Supply chain modelling: Space as a dimension
Since we now have a representation of time, we turn to the availability of an item at a requested time. Yet, we add one crucial assumption: The fulfilment satisfies the demand right after completion. This assumption is problematic since different processes happen in different locations. Let’s call them places. This means we need to account transportation as another kind of process for our calculation:
After adding transport processes between demands with different locations, we’d get the following representation:
This way, we have built a complete supply chain model that involves items and fulfils other demands. The processes are anchored in space and time, so we’re able to visualize a complete tree of fulfilment for an order in the company.

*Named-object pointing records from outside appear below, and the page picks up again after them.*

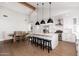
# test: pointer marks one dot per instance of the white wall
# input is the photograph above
(14, 22)
(66, 14)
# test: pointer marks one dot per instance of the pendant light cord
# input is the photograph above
(42, 10)
(50, 10)
(37, 11)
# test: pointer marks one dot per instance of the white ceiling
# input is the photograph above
(56, 6)
(16, 7)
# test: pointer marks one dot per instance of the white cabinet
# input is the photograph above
(68, 37)
(77, 47)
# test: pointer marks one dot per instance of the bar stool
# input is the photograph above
(47, 43)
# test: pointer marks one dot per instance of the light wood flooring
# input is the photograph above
(24, 48)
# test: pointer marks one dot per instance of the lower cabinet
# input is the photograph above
(68, 37)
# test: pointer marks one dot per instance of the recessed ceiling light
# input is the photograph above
(5, 16)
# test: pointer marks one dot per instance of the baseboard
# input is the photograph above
(69, 42)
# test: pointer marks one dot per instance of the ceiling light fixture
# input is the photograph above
(50, 20)
(42, 22)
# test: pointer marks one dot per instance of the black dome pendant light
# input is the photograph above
(42, 22)
(50, 20)
(37, 23)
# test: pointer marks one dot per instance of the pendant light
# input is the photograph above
(50, 20)
(37, 23)
(42, 22)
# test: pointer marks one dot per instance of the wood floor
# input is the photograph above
(24, 48)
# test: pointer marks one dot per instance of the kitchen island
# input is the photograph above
(50, 38)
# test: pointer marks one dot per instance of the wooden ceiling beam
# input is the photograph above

If you want to read more about advances of modeling and simulation in supply chain and industry, we recommend to read this article.
Other supply chain models
With such a complete supply chain model, we derive various other data models to see our company from multiple perspectives.
A multiple demand and fulfilment simulation
The supply chain model and simulation can be extended to a multiple order fulfilment. This means we address multiple demands with a single fulfilment, or execute a single request with multiple fulfilments.
Nodes as events
Nodes as events enable us to represent demands and fulfilment as a chart with historical stock levels along with a forecast with future stock level changes. Each demand represents a decrease, and a fulfilment represents an increase of a given stock level. This way, we get a great tool to detect high priority stock orders or even inappropriate buffers.
Flow between places
Let’s consider the fact that we hold data about all transports in our supply chain model. We are then able to create another graph, and every node symbolizes a place. This allows us to see the transfer rate between places in a given timeframe. It can help us to optimize transportation. For example, we could increase commodity buffers in our warehouses or organize internal logistics to reduce transfers or make the majority of them as short as possible.
We haven’t mentioned any specific industry along the whole process, since we tried to make this model as generic as possible. If we extend processes in the bounds of our definitions, this model can be used to represent a material flow in a lot of industries, from manufacturing to logistic companies. If introduced in various sectors interacting with each other, we can even cover graphs from multiple companies.